23. Ethics / C. Virtue Theory / 2. Elements of Virtue Theory / e. Character
An admirable human being should have certain kinds of emotional responses [Williams,B]
     Full Idea: One's conception of an admirable human being implies that he should be disposed to certain kinds of emotional response, and not to others.
     From: Bernard Williams (Morality and the emotions [1965], p.225)
     A reaction: So are the good emotions an indicator of being a good person, or is that what their goodness consists of? The goodness must be cashed out in actions, and presumably good emotions both promise good actions, and motivate them.
23. Ethics / D. Deontological Ethics / 6. Motivation for Duty
Kant's love of consistency is too rigid, and it even overrides normal fairness [Williams,B]
     Full Idea: There is a certain moral woodenness or even insolence in Kant's blank regard for consistency. It smacks of Keynes's Principle of Unfairness - that if you can't do a good turn to everybody, you shouldn't do it to anybody.

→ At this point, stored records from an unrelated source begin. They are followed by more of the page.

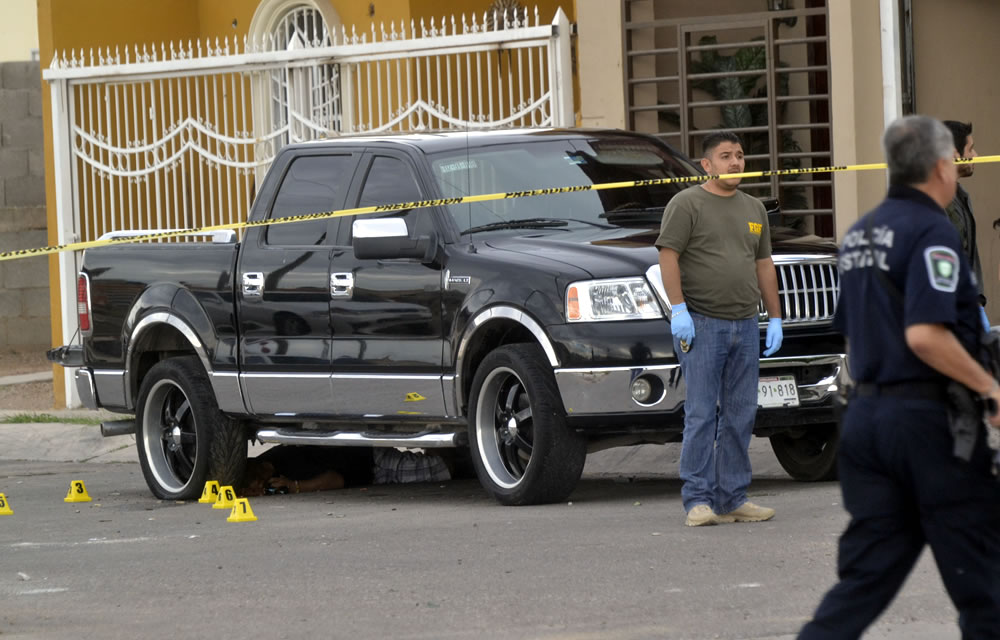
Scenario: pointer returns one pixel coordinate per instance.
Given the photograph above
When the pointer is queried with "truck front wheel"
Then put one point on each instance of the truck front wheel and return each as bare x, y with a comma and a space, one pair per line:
521, 447
183, 438
808, 455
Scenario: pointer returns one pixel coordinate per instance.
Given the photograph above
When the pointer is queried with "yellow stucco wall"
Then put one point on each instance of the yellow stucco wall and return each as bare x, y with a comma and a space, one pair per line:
19, 35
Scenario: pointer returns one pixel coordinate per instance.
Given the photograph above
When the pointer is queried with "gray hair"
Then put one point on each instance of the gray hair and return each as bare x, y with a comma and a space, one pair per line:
913, 145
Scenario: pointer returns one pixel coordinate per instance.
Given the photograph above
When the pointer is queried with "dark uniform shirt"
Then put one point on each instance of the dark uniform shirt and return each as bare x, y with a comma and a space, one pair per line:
919, 250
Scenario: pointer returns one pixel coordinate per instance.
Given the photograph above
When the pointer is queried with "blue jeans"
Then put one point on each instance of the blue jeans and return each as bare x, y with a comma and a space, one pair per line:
721, 372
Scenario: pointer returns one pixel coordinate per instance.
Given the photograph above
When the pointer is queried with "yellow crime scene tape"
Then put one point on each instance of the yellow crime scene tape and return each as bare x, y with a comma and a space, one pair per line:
173, 233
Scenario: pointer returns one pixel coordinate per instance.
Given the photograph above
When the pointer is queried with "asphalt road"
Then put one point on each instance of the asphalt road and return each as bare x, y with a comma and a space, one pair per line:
427, 561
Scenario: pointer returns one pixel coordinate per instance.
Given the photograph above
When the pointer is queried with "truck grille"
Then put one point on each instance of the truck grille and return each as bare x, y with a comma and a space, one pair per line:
808, 288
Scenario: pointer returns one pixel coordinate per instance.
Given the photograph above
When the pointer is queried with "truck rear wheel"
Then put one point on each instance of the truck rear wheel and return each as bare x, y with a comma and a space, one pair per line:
522, 449
809, 455
183, 438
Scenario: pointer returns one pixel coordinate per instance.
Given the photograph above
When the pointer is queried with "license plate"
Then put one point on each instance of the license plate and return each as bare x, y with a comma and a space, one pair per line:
777, 391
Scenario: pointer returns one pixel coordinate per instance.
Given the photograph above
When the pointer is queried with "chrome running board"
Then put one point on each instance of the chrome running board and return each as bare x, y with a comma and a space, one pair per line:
424, 440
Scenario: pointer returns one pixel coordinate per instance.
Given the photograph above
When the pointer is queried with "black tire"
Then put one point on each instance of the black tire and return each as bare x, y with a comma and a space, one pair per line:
182, 437
810, 454
521, 448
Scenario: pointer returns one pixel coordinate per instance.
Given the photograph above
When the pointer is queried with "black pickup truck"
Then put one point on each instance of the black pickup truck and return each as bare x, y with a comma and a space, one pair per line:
530, 330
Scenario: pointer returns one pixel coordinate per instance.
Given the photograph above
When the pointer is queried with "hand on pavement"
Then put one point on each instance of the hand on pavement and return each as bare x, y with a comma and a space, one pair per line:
774, 336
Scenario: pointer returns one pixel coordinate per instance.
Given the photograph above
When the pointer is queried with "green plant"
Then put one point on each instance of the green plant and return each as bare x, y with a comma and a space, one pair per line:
738, 116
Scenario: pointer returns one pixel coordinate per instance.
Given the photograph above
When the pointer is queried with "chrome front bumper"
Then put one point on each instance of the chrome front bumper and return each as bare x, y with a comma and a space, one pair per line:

     From: Bernard Williams (Morality and the emotions [1965], p.226)
     A reaction: He says it also turns each of us into a Supreme Legislator, which deifies man. It is clearly not the case that morality consists entirely of rules and principles, but Williams recognises their role, in truth-telling for example.
27. Natural Reality / E. Cosmology / 1. Cosmology
Is the cosmos open or closed, mechanical or teleological, alive or inanimate, and created or eternal? [Robinson,TM, by PG]
     Full Idea: The four major disputes in classical cosmology were whether the cosmos is 'open' or 'closed', whether it is explained mechanistically or teleologically, whether it is alive or mere matter, and whether or not it has a beginning.
     From: report of T.M. Robinson (Classical Cosmology (frags) [1997]) by PG - Db (ideas)
     A reaction: A nice summary. The standard modern view is closed, mechanistic, inanimate and non-eternal. But philosophers can ask deeper questions than physicists, and I say we are entitled to speculate when the evidence runs out.